Der Hausarzt bleibt der Hausarzt
Patrick Möller erhielt vom Neumarkter Krankenhaus die Empfehlung, sich an die SAPV zu wenden. Die Versorgung erfolgt auf Rezept, das vierteljährig vom Hausarzt ausgestellt werden kann. Der Dienst versteht sich als Ergänzung zum Hausarzt und Hospizverein. "Der Hausarzt bleibt der Hausarzt", erklärt Maune im Laufe des Gesprächs, "wir sind aber rund um die Uhr erreichbar." Unter einer Telefonnummer für Notfälle könne sich Möllers Frau jederzeit mit der SAPV in Kontakt setzen. "Dann kommt jemand vorbei oder wir klären Ihre Zweifel am Telefon."
Emes zufolge steht das Gespräch bei ihrer Arbeit an erster Stelle: Zwar können sie auch behandeln, ihr Hauptanliegen ist aber, Ängste und Sorgen zu nehmen – sowohl den Patienten, als auch den Angehörigen. Letztere fühlen sich häufig überfordert oder reagieren verängstigt, wenn sich der Gesundheitszustand des todkranken Familienmitglieds plötzlich verschlechtert. Dann ist die SAPV zur Stelle und steht mit Rat und Tat zur Seite.
So wie jetzt, als sich Marianne Möller nach einer Haushaltshilfe erkundigt – weil es ihr zu viel geworden ist, mit der Pflege, allen Einkäufen und der Angst. "Ich möchte ausgeglichen und lieb sein zu meinem Mann und nicht gestresst und gereizt", erklärt sie. Dann setzt sich die Frau mit wässrigen Augen auf die Sitzbank und schlingt die Arme um den dürren Oberkörper ihres Ehemanns. Emes nickt verständnisvoll und sagt: "Wenden Sie sich an die Diakonie".

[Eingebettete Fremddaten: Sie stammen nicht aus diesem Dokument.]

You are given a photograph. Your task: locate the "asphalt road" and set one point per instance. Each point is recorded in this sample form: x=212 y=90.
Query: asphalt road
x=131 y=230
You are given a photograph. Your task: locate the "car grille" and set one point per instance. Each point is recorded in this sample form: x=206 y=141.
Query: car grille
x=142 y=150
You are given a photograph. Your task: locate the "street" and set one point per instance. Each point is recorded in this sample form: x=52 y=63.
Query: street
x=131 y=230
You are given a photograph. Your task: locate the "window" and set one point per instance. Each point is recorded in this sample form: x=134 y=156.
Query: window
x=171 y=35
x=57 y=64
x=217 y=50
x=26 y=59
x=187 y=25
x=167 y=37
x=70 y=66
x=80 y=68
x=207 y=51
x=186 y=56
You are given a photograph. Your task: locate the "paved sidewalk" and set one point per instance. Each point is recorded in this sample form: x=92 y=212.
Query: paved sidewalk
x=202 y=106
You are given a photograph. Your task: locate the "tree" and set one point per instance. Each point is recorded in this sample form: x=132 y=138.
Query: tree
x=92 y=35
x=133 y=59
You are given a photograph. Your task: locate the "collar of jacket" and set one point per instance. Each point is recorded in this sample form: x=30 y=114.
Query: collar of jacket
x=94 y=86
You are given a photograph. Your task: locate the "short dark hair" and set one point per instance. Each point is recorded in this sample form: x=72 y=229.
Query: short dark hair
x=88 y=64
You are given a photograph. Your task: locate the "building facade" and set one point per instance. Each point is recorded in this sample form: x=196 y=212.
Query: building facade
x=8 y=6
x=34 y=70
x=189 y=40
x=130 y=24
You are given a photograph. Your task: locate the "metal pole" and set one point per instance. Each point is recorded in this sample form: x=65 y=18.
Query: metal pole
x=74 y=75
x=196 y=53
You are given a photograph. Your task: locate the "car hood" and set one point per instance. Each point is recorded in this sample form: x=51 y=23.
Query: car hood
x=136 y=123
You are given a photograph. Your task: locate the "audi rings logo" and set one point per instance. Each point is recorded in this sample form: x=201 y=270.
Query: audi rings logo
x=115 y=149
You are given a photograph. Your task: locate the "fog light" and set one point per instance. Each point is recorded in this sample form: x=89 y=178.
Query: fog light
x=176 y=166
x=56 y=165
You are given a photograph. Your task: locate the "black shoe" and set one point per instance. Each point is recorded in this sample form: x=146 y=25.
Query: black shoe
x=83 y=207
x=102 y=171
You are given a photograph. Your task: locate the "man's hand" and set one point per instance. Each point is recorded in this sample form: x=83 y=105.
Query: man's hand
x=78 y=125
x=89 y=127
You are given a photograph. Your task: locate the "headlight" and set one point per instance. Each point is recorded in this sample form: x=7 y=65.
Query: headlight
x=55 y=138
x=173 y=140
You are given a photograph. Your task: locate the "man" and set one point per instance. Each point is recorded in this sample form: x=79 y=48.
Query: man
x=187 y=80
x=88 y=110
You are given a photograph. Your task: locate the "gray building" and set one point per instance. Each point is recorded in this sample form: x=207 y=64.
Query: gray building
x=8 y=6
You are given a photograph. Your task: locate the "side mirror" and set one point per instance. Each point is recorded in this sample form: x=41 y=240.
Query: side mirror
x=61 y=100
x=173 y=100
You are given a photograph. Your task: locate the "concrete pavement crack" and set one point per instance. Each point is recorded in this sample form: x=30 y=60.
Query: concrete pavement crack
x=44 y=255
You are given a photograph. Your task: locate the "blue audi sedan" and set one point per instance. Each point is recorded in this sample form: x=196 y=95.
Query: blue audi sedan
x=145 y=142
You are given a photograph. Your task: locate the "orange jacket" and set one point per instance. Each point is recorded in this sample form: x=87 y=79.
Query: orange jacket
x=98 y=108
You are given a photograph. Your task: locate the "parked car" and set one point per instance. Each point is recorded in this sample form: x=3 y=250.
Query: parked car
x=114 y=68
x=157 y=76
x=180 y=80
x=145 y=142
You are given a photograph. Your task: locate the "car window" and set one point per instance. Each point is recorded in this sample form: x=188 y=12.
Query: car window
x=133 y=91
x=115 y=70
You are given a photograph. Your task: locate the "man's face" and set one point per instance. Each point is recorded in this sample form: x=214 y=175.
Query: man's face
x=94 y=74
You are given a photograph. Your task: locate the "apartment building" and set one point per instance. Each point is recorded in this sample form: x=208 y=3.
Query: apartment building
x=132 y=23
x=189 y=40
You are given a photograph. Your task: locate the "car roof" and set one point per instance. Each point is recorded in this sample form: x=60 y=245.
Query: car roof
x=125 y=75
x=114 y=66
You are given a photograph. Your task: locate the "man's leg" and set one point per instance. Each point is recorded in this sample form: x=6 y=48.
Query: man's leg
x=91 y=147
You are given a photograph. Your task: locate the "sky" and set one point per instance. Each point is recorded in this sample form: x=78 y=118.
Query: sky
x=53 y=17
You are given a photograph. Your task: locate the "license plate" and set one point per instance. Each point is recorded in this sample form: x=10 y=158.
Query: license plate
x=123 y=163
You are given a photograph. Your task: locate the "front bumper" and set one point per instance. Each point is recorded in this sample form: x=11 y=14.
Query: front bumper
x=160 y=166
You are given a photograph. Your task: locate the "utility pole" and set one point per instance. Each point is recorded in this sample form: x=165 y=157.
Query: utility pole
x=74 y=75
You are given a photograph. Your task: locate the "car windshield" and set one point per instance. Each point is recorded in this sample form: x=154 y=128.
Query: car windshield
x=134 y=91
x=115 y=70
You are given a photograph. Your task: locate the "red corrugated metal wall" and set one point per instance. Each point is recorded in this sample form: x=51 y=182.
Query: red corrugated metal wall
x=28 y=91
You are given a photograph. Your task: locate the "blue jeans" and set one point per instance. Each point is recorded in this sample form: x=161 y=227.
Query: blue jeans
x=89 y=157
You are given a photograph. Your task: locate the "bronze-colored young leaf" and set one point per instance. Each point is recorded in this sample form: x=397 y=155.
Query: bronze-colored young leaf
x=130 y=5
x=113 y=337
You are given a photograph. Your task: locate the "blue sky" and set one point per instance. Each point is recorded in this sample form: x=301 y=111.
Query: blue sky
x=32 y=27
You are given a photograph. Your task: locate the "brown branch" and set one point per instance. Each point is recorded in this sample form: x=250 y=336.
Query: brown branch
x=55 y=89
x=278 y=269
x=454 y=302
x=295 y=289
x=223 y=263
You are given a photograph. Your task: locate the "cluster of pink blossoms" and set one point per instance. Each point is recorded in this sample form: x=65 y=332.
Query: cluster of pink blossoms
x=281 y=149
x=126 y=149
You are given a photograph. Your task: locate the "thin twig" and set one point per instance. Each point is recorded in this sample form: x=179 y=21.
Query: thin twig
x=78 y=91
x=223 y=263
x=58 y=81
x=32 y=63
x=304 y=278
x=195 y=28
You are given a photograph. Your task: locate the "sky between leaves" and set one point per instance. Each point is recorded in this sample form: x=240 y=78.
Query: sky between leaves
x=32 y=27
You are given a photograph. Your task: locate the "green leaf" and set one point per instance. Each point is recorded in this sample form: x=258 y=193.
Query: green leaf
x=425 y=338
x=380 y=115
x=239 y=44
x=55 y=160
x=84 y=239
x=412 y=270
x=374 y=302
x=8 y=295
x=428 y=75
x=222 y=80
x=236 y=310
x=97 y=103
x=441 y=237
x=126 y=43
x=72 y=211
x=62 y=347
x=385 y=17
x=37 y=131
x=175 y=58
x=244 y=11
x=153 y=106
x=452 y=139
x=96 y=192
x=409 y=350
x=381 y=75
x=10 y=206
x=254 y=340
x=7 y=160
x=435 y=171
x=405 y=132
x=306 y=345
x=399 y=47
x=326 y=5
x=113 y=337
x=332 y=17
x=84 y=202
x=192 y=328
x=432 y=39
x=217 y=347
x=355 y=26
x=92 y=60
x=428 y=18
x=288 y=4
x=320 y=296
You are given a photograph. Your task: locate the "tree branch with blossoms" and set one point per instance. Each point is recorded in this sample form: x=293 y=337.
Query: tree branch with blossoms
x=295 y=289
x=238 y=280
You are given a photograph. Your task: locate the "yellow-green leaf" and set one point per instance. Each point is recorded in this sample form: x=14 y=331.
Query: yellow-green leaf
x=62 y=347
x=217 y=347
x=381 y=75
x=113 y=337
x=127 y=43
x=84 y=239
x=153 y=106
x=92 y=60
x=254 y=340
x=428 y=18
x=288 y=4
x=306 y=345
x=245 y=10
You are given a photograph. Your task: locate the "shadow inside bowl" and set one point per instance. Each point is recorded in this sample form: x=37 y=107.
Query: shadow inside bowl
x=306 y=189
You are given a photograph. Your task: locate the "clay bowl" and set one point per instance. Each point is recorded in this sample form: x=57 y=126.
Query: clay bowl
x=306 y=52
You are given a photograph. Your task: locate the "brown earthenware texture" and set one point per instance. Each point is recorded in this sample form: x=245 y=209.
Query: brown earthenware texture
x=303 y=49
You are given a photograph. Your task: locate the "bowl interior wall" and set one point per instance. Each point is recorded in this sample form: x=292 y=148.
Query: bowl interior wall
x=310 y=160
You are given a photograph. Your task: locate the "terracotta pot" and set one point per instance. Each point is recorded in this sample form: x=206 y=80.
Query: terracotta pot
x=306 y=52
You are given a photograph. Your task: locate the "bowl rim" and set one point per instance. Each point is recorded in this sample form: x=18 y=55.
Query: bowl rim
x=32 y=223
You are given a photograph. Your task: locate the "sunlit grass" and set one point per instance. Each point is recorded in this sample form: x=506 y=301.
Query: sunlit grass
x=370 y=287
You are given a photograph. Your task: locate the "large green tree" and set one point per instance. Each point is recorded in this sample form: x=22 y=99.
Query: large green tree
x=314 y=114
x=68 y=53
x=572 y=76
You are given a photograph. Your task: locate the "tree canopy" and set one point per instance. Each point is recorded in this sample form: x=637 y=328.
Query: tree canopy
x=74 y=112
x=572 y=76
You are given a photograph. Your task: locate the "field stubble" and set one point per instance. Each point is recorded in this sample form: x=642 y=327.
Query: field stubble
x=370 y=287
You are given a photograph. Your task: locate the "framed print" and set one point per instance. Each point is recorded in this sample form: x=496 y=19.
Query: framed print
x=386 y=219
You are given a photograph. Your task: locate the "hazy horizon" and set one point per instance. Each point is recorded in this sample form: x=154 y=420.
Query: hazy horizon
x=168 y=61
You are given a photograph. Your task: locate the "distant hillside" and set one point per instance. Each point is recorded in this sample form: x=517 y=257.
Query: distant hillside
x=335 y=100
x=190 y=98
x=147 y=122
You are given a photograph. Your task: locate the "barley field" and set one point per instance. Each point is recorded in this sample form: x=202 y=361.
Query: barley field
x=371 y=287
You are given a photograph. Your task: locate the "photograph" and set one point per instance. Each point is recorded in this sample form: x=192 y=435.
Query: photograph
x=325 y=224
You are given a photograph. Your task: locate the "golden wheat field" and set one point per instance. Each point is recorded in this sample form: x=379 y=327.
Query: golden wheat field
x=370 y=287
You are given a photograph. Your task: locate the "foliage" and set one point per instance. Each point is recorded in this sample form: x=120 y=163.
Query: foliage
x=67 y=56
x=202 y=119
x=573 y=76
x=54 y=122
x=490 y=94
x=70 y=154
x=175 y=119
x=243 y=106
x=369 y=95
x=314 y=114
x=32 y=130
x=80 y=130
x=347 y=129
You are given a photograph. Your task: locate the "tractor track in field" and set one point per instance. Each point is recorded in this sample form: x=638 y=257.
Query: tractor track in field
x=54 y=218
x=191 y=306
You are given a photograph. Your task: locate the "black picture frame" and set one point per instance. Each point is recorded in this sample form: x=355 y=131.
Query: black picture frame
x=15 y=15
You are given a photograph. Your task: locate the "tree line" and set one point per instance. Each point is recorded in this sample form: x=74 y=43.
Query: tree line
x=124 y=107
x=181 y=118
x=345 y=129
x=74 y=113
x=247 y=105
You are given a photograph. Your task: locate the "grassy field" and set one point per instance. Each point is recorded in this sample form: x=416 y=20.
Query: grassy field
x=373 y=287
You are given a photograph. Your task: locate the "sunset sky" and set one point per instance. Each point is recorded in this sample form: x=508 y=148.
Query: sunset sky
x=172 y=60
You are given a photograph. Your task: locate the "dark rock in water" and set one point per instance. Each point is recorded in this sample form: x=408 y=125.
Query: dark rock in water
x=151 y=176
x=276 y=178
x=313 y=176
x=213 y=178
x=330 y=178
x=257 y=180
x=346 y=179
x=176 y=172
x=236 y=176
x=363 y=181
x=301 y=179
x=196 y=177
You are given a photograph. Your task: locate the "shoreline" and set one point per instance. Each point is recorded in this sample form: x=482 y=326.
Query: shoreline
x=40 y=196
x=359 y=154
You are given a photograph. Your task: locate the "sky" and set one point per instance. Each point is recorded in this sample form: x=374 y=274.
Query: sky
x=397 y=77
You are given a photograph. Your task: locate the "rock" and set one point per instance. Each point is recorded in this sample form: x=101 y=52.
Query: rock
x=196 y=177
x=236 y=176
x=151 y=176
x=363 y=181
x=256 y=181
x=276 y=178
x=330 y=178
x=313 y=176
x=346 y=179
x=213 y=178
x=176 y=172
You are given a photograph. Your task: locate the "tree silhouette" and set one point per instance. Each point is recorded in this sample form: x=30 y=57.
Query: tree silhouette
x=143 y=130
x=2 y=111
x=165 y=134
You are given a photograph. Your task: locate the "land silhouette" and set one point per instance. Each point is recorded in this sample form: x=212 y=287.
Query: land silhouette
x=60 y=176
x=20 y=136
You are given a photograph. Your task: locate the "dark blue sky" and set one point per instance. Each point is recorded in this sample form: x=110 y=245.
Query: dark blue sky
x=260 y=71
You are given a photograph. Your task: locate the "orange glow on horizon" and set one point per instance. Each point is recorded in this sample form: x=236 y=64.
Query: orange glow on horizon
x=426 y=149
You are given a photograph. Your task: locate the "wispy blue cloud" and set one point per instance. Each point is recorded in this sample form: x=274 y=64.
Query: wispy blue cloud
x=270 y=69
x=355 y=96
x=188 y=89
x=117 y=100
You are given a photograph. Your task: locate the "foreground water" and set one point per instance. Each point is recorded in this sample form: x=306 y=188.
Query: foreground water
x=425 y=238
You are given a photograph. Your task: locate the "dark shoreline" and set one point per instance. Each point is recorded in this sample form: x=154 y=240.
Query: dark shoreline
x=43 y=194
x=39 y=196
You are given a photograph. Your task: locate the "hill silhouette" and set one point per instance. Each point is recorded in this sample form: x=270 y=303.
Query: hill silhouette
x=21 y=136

Große Belastung für Angehörige
Ehepartner und Kinder versuchen meist mit allen Mitteln, ihre Liebsten solange wie möglich zu Hause zu versorgen. Wenn dieser doch in ein Hospiz verlegt werden muss, hilft die ambulante Palliativversorgung dabei, ihn unterzubringen.
Seit dem 1. Januar 2018 gibt es die SAPV Südfranken, die ein Zusatzangebot für Todkranke darstellt. Dass sie existiert, wissen viele allerdings nicht, wie der Palliativmediziner Maune immer wieder im Patientengespräch feststellt.
Deshalb erklären die SAPV-Teams, die in rotierenden Schichtdiensten arbeiten, immer wieder bereitwillig, wie sie weiterhelfen können. Im Vordergrund stehen die Wünsche des Patienten: Im Falle von Möller ist es die Kraft, die er nie mehr wieder erlangen wird. Als es erfährt, dass es den Dienst zu jeder Zeit erreichen kann, ist das Ehepaar dennoch erleichtert.
Rezepte und Tipps für die Dosierung
Denn: "Zum Hausarzt gehen und dort im Wartezimmer sitzen, das ist ja einfach nicht mehr möglich." Zum Abschluss des Aufnahmegesprächs erwartet die Möllers eine lange, sehr umfassende Liste. Patrick Möller schildert all seine Leiden und erklärt, welche Medikamente er einnimmt.
Maune packt einen mobilen Drucker aus, verschreibt Rezepte und gibt Tipps für die Dosierung. Er räumt mit Unsicherheiten auf und erklärt die Wirkungsweise der Pillen.
Dann legt Emes einen roten Schnellhefter auf den Tisch, der zu früh kommt. Es geht um Wünsche und Pläne nach dem Tod, die Bestattung. Als die Möllers versteifen und nicht reagieren, wird das Thema fallengelassen – und für den nächsten Besuch vorgemerkt.